While there are many advantages to the euro, there are also some disadvantages. The cost of transitioning 12 countries' currencies over to a single currency could in itself be considered a disadvantage. Billions were spent not only producing the new currency, but in changing over accounting systems, software, printed materials, signs, vending machines, parking meters, phone booths, and every other type of machine that accepts currency.

In addition, there were hours of training necessary for employees, managers, and even consumers. Every government from national to local had impact costs of the transition. This enormous task required many hours of organization, planning, and implementation, which fell on the shoulders of government agencies.

The chance of economic shock is another risk that comes along with the introduction of a single currency. On a macroeconomic level, fluctuations have in the past been controllable by each country.

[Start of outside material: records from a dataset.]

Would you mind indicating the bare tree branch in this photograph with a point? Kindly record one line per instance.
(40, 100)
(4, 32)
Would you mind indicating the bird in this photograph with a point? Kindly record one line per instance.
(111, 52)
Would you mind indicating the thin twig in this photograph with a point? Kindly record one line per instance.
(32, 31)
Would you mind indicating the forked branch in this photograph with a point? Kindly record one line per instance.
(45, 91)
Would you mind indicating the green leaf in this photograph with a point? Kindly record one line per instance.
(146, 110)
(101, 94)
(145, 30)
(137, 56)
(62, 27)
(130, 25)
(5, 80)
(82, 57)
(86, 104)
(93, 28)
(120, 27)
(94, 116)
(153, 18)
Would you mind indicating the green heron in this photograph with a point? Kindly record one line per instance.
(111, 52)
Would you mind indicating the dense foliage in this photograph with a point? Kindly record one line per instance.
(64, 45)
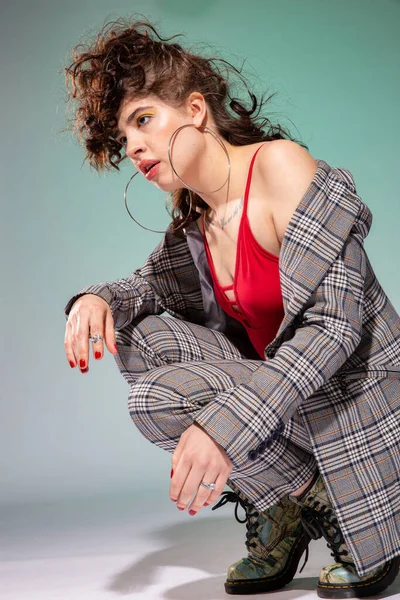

  • With their own national currencies, countries could adjust interest rates to encourage investments and large consumer purchases. The euro makes interest-rate adjustments by individual countries impossible, so this form of recovery is lost. Interest rates for all of Euroland are controlled by the European Central Bank.
  • They could also devalue their currency in an economic downturn by adjusting their exchange rate. This devaluation would encourage foreign purchases of their goods, which would then help bring the economy back to where it needed to be. Since there is no longer an individual national currency, this method of economic recovery is also lost. There is no exchange-rate fluctuation for individual euro countries.
  • A third way they could adjust to economic shocks was through adjustments in government spending, such as unemployment and social welfare programs. In times of economic difficulty, when lay-offs increase and more citizens need unemployment benefits and other welfare funding, the government's spending increases to make these payments. This puts money back into the economy and encourages spending, which helps bring the country out of its recession. Because of the Stability and Growth Pact, governments are restricted to keeping their budget deficits within the requirements of the pact. This limits their freedom in spending during economically difficult times, and limits their effectiveness in pulling the country out of a recession.

In addition to the chance of economic shock within Euroland countries, there is also the chance of political shock. The lack of a single voice to speak for all euro countries could cause problems and tension among participants. There will always be the potential risk that a member country could collapse financially and adversely affect the entire system.